Roterdã, IFFR (2021) – Madalena

Os vestígios das desaparecidas que permanecem em nós. Leia a análise de Marcelo Ikeda.

Por Marcelo Ikeda | 05.02.2021 (sexta-feira)

Assim como Carro rei, o outro filme brasileiro presente no Festival de Rotterdam 2021, Madalena, longa de estreia de Madiano Marcheti, também busca examinar, de forma nada convencional, as contradições das estruturas da sociedade brasileira que esmagam as diferenças. Apesar disso, as estratégias que os filmes utilizam para dar a ver essas tensões são quase abissalmente distintas. Enquanto Carro Rei dialoga com o cinema de gênero de Carpenter com elementos de cinema fantástico, Madalena opta por uma linguagem típica do cinema de fluxo contemporâneo, a partir de lacunas e esvaziamentos. Ou ainda, enquanto Carro Rei propõe um ambicioso desenho de inclinação sociológica mesmo a partir de uma alegoria de base fantástica sobre as origens do totalitarismo, Madalena prefere observar como os impactos desse mundo opressor se infiltram nos modos de ser do cotidiano.

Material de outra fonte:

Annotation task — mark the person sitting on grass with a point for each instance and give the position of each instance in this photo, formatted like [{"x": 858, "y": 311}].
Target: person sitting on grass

Como já se expressa pelo título, o filme é sobre Madalena. Mas nunca vemos a protagonista, que permanece sempre no extracampo. Ou melhor dizendo, nem isso. A constante presença de Madalena se manifesta por meio de sua ausência. O filme investiga o impacto do desaparecimento de Madalena no cotidiano de pessoas próximas. A dramaturgia de Madalena é rarefeita: não sabemos exatamente quem é Madalena, o que faz, ou quais são as circunstâncias precisas de seu desaparecimento. O filme dispõe um conjunto de pistas, que não sabemos se são falsas ou não. Espraia-se uma certa atmosfera de mistério, mas não o suficiente para instalar o filme numa ambiência do cinema de gênero, pois não chegam a surgir pistas que nos levem a elucidar o destino da protagonista. (Não são pistas no fundo, nem peças – não há propriamente uma teleologia). O filme não é composto de peças que se encaixam ou não para dar sustentação ao drama principal. Estamos numa zona do desconhecido: o filme está permeado de lacunas que não são preenchidas pela narrativa.

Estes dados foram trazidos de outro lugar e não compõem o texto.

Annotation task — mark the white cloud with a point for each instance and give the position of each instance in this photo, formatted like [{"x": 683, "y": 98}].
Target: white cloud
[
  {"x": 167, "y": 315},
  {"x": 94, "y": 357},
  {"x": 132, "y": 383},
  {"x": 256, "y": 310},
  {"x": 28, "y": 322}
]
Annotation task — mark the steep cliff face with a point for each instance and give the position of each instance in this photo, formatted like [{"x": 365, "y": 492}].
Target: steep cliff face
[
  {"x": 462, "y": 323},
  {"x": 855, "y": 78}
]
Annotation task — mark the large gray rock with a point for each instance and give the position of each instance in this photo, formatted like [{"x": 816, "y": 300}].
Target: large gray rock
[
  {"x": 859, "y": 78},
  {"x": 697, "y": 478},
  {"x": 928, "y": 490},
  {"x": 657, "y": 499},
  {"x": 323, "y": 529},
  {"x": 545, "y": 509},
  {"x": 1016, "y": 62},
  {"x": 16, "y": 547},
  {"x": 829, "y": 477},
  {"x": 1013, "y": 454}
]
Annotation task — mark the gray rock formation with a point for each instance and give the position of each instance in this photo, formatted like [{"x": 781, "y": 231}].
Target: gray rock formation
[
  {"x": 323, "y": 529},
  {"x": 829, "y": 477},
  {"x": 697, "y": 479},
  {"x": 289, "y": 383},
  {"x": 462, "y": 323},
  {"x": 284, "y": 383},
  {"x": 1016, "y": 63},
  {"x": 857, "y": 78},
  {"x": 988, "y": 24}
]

No entanto, Madalena permanece lá. Madalena (o filme) é, portanto, sobre os vestígios de Madalena na vida, nos corpos, nos olhares, nos desejos e nas carências de três pessoas tão diferentes que cruzaram o seu caminho. Mesmo que aparentemente invisibilizado socialmente, o corpo de Madalena permanece lá, estirado sobre o campo de soja. Sua presença insiste em permanecer, ressoando seja no olhar culpado dos assassinos ou dos omissos, seja nas lembranças suaves das que insistem em se entregar ao afeto ainda assim.

Madalena é uma delicada investigação dos vestígios daqueles que foram, daquilo que insiste em permanecer mesmo que se tente aparentemente sufocar ou fazer esquecer. O desaparecimento de Madalena me faz lembrar dos corpos mutilados pela Ditadura Militar, que ainda permanecem presentes entre nós.

No entanto, o filme não procura oferecer uma leitura pedagógica da sociedade ou da história do Pais, mas apenas sugere como a violência se espraia nos nossos modos de ser. De todo modo, resta ao espectador permanecer como as emas nas folhagens, que levantam a cabeça (longa) percebendo que algo surge no horizonte, mas, insuladas em suas solidões no extenso campo verde, não conseguem agir para além do seu espanto, e não conseguem perceber o que persiste para além do seu campo de visão. Sentem, no entanto, que há algo que as afeta.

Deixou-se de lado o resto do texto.